New requirements would force banks to disclose what potential ramifications a loan modification on the first loan would have on the second lien loan.
A December speech by FDIC Chairman Sheila Bair states that certain principles need to be upheld in agreements between banks and investors. Among them, challenges created by second liens need to be clear.
“Since the early stages of the mortgage crisis, second liens have been an obstacle to effective alternatives to foreclosure, including loan modification and short sales,” she said.
Industry analysts have speculated that servicers may be reluctant to modify a primary loan because the bank that services the loan also holds the title for the second lien. Such an arrangement could be considered a conflict of interest and prompts some to wonder if investors would be swayed if they knew of the arrangement beforehand.
Bair continued, “We must tackle the second lien issue head on. One option is to require servicers to take a meaningful write-down of any second lien if a first mortgage loan is modified or approved for a short sale.
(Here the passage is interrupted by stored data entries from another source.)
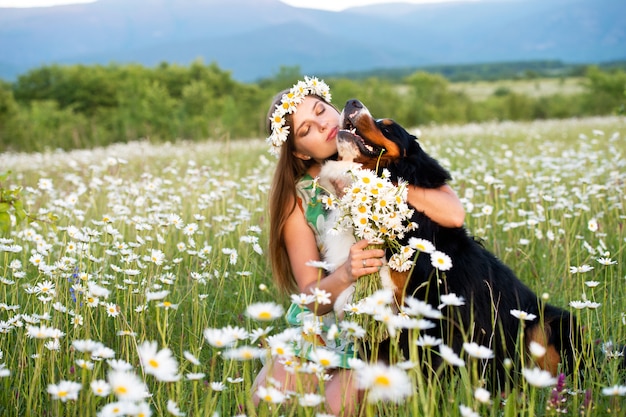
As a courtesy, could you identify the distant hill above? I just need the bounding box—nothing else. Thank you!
[1,0,624,82]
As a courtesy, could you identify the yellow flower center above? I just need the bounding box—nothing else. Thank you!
[149,359,159,368]
[374,375,391,387]
[258,311,272,320]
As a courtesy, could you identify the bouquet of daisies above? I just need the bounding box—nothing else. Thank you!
[325,166,417,341]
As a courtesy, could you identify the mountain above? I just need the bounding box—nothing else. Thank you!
[0,0,624,82]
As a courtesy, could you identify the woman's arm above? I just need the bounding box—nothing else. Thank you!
[283,203,385,315]
[406,184,465,228]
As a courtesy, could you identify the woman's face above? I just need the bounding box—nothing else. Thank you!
[291,96,340,162]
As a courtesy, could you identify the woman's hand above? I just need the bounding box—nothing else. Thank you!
[342,239,386,283]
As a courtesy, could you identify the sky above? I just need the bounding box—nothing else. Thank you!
[0,0,467,11]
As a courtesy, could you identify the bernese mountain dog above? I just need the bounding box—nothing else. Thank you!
[319,99,581,388]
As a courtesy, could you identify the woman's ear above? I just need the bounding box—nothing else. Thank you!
[293,151,311,161]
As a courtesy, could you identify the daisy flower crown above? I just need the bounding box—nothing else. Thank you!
[267,76,332,156]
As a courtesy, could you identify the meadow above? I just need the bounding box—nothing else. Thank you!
[0,115,625,416]
[449,77,586,101]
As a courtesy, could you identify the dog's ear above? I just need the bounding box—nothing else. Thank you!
[381,122,452,188]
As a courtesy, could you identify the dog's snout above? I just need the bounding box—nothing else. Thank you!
[345,99,363,110]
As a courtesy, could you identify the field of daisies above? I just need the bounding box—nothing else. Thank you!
[0,115,625,417]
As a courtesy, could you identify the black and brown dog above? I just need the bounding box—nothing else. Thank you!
[325,99,581,387]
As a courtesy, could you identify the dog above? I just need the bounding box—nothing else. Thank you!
[319,99,580,387]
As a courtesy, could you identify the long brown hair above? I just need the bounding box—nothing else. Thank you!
[266,90,323,294]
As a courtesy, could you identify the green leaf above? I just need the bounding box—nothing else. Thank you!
[0,170,11,182]
[15,207,28,223]
[0,211,11,236]
[0,202,10,213]
[503,390,517,417]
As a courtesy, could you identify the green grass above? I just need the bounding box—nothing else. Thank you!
[449,77,586,101]
[0,116,625,416]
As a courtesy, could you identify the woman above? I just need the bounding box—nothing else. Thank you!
[252,77,465,416]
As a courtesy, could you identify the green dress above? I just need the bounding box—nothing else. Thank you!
[285,173,356,369]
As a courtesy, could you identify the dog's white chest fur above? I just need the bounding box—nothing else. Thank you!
[317,161,395,318]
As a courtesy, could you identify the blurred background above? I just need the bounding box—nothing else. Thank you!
[0,0,624,152]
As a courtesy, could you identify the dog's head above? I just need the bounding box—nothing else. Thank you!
[337,99,451,188]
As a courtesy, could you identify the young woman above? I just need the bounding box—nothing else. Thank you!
[252,77,465,416]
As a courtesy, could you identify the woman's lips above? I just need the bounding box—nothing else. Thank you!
[327,126,338,141]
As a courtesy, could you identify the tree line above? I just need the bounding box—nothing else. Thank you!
[0,61,624,153]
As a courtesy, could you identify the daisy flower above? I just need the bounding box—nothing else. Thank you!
[290,293,316,307]
[415,335,442,347]
[597,257,617,265]
[408,237,435,253]
[72,339,104,353]
[103,302,120,317]
[145,290,169,301]
[463,342,494,359]
[601,384,626,396]
[438,293,465,309]
[569,264,594,274]
[107,359,133,371]
[356,363,413,403]
[268,338,294,358]
[528,341,547,359]
[439,344,465,367]
[249,326,273,343]
[148,248,166,265]
[91,345,116,360]
[339,321,366,339]
[403,296,442,319]
[459,404,480,417]
[510,309,537,321]
[90,379,111,397]
[522,367,557,387]
[256,385,287,404]
[183,351,201,366]
[246,302,284,321]
[166,399,185,416]
[430,250,453,271]
[305,259,334,271]
[26,325,63,339]
[210,381,226,391]
[98,401,133,416]
[34,280,56,296]
[299,392,324,407]
[569,300,588,310]
[309,348,341,369]
[312,287,332,305]
[474,387,491,404]
[223,346,264,361]
[107,370,149,402]
[137,340,180,382]
[75,359,94,370]
[47,380,82,402]
[203,327,236,348]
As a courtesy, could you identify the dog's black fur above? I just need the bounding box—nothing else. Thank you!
[336,99,580,387]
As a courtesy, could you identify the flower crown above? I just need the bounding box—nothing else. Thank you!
[267,76,332,156]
All of the stakeholders must be willing to compromise if we are to find solutions to the foreclosure problem and lay the foundation for a recovery in our housing markets.”
Among other principles that new regulation is aiming to enforce on banks and servicers are risk retention standards that have been in the works for more than a year.
Some are urging regulators to create servicing regulations as a part of the risk retention standards.
Under the Dodd-Frank Act, originators could be required to retain some of the risk in securities they package.
But some feel that efforts to pass too much regulation too quickly could be detrimental to the industry.
On Monday, the Mortgage Bankers Association (MBA) sent a letter to federal regulators urging them not to try to combine risk retention standards with servicing standards. The two issues are too complex not to be handled separately, the group argued.
“The idea of national servicing standards is still very much in the conceptual stage, as a host of policy implications are still unclear, including how such standards might interact with accounting and regulatory capital requirements, the legal and beneficial rights of different parties and potential effects on consumers, lenders and investors,” the letter said. “We urge policymakers to work with MBA and other stakeholders to ensure that these different policy dimensions are understood before rushing forward with a rulemaking.”